On Thu, 3 May 2001, Alois Treindl wrote:
> But rsync uses either rsh or ssh as a 'transport protocol', and our
> rsync in the local machines is configured to use ssh, so we are
> back to the original question.
Rsync also has native rsync protocol. It is probably faster than rsh, but
not as safe as ssh, and (like all other rsync transports) supports
compression (-z).
> ssh is slow in the local network:
> for a 9.1 Mb gzipped file I measure 7 seconds.
>
> rcp takes less than 1 second.
>
> For transferring 10 Gb of data, this is about 7000 seconds (2 hours)
> versus 1000 seconds (18 minutes).
Let ssh/scp compress the data stream with -C rather than compressing the
stream before encrypting. You should see a pretty substantial increase in
performance of scp.
If you are using rsync, you hopefully aren't transferring a complete 10G
anyway, just the differences in the source and dest trees.

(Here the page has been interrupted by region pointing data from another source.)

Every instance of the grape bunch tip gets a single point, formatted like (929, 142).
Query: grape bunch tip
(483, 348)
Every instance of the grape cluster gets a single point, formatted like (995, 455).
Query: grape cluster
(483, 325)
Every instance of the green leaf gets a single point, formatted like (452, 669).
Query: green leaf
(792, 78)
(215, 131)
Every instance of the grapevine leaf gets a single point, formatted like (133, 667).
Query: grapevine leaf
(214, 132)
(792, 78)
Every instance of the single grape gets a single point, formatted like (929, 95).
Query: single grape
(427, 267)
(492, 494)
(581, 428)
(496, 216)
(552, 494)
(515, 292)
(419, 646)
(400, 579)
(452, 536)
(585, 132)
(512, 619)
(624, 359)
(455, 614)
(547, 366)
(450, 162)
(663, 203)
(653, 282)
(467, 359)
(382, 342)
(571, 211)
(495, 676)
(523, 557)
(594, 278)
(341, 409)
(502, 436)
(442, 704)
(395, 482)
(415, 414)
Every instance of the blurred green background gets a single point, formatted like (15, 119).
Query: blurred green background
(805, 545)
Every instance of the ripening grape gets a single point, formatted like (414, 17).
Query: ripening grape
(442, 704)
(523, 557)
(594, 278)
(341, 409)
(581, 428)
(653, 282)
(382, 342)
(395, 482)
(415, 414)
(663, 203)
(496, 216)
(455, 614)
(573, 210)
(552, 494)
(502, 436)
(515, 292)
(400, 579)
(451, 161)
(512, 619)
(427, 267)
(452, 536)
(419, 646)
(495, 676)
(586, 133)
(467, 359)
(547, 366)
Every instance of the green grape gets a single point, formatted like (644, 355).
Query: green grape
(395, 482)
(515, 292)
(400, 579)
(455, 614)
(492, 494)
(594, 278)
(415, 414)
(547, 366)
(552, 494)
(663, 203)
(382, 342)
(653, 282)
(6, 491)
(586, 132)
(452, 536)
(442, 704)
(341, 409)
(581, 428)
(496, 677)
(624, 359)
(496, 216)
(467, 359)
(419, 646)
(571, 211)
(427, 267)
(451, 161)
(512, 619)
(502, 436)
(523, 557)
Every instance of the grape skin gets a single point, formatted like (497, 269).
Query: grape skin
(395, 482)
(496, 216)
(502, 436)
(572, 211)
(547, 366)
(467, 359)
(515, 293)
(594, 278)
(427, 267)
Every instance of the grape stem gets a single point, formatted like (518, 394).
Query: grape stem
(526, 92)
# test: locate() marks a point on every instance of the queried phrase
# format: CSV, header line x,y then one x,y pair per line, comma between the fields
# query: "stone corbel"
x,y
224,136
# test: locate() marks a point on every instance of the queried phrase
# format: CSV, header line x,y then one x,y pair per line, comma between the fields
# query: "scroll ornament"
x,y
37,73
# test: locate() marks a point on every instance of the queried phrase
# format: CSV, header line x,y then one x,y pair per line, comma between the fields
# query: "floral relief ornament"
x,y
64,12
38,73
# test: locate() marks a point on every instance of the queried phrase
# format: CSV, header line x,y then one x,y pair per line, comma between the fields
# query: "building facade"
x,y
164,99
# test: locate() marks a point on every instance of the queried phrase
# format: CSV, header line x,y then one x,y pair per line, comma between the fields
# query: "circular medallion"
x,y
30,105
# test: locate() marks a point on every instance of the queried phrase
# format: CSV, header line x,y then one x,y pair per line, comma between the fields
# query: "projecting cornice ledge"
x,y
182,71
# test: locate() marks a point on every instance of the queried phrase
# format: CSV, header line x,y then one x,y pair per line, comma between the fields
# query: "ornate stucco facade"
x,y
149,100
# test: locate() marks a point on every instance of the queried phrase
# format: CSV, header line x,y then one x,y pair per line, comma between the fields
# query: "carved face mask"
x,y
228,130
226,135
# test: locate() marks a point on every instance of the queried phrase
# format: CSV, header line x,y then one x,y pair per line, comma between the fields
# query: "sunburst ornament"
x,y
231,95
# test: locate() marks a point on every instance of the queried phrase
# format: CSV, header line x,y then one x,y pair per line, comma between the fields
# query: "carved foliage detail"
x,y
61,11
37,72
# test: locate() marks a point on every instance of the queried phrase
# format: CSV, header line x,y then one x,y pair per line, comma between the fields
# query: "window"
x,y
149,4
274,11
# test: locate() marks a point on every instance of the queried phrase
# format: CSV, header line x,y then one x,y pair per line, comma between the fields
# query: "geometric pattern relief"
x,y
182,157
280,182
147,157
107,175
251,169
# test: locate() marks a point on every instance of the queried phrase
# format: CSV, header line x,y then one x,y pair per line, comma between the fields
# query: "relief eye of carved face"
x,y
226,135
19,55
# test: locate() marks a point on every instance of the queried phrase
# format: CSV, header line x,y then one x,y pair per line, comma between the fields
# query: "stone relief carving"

I don't see any reason why rcp wouldn't work, but I'm confused. Your
problem is bad performance of scp on local networks, so you are targeting
rcp as a director-managed service for non-local hosts? Over smaller WAN
links, the differences between rcp and scp in performance decrease as the
bottlneck is not the CPU encrypting and decrypting but the network.